Judge T. Kent Wetherell II of the US District Court for the Northern District of Florida granted a preliminary injunction blocking the immigration policy called “Parole with Conditions” on Tuesday. The Pensacola-based judge said the policy was functionally the same as another he vacated in March.
The policy would allow parole authority to allow people into the country on the condition they schedule an appointment with US Immigration and Customs Enforcement within 60 days.
Attorneys for the State of Florida filed an emergency motion for a temporary restraining order, which was granted, on May 11. Both Florida and DHS then asked for a preliminary injunction,the latter so the US could seek appellate review of the court’s decision.
DHS said the parole policy was meant to help stem the immigration crisis. But the court said the policy isn’t “as big of a deal as DHS is making” it because the number of border encounters is much lower than the agency predicted.

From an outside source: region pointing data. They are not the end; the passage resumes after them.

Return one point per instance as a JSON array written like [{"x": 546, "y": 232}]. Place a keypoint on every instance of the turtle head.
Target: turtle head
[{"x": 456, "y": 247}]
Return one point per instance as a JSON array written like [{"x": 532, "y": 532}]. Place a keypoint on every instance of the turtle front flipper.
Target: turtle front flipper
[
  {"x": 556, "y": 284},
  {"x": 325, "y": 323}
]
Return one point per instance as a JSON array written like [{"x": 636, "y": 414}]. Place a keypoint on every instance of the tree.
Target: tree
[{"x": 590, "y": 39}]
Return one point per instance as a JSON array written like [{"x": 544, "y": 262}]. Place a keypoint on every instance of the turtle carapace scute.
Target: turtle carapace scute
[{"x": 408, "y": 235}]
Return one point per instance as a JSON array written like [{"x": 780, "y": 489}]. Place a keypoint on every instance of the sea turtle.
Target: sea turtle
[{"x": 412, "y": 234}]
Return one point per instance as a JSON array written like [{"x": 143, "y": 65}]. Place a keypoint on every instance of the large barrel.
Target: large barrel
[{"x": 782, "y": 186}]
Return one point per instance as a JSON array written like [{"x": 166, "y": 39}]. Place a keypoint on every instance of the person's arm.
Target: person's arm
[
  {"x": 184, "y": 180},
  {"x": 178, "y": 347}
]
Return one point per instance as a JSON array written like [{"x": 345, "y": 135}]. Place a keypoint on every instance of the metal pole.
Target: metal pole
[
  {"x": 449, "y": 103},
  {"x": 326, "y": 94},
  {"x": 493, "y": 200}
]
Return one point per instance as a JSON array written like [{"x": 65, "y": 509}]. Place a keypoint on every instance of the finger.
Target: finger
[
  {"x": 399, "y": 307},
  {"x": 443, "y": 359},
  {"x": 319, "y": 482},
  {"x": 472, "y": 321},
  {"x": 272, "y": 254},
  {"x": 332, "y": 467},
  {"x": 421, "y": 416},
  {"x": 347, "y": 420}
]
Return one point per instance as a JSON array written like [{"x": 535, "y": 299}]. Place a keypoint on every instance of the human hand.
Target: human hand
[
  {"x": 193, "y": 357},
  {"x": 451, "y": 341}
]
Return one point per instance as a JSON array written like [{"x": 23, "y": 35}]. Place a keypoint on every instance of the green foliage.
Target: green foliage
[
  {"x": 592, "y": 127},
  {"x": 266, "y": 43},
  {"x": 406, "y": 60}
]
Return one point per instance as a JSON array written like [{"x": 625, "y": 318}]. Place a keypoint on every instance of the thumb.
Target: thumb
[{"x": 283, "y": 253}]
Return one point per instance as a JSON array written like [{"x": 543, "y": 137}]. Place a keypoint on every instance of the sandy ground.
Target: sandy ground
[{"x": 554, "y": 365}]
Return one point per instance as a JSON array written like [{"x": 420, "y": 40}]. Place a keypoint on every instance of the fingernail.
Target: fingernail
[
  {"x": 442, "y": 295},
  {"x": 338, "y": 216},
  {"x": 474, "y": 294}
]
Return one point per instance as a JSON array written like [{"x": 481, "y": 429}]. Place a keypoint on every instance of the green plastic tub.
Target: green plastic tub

Recent data shows that the number of people arriving “was about one-third the number predicted in the declaration that DHS relied on in support of its argument that the sky will fall” if the parole policy isn’t implemented, said Wetherell, a 2019 appointee of President Donald Trump.
The court cited to reasoning it used when granting the restraining order, saying it was unpersuaded by DHS’s arguments.
The policy “does not reflect any consideration of the additional backlog that will likely be created by releasing aliens into the country without initiating immigration proceedings and then having to track them down to do so if they do not report to ICE,” Wetherell had said when granting the TRO.
The department’s “doomsday rhetoric rings hollow” because DHS created the problem “through the adoption of implementation policies that have encouraged the so-called ‘irregular migration’ that has become fairly regular over the past 2 years,” Wetherell wrote in that same May 11 order.
The case is Florida v. Mayorkas, N.D. Fla., No. 3:23-cv-09962, 5/16/23.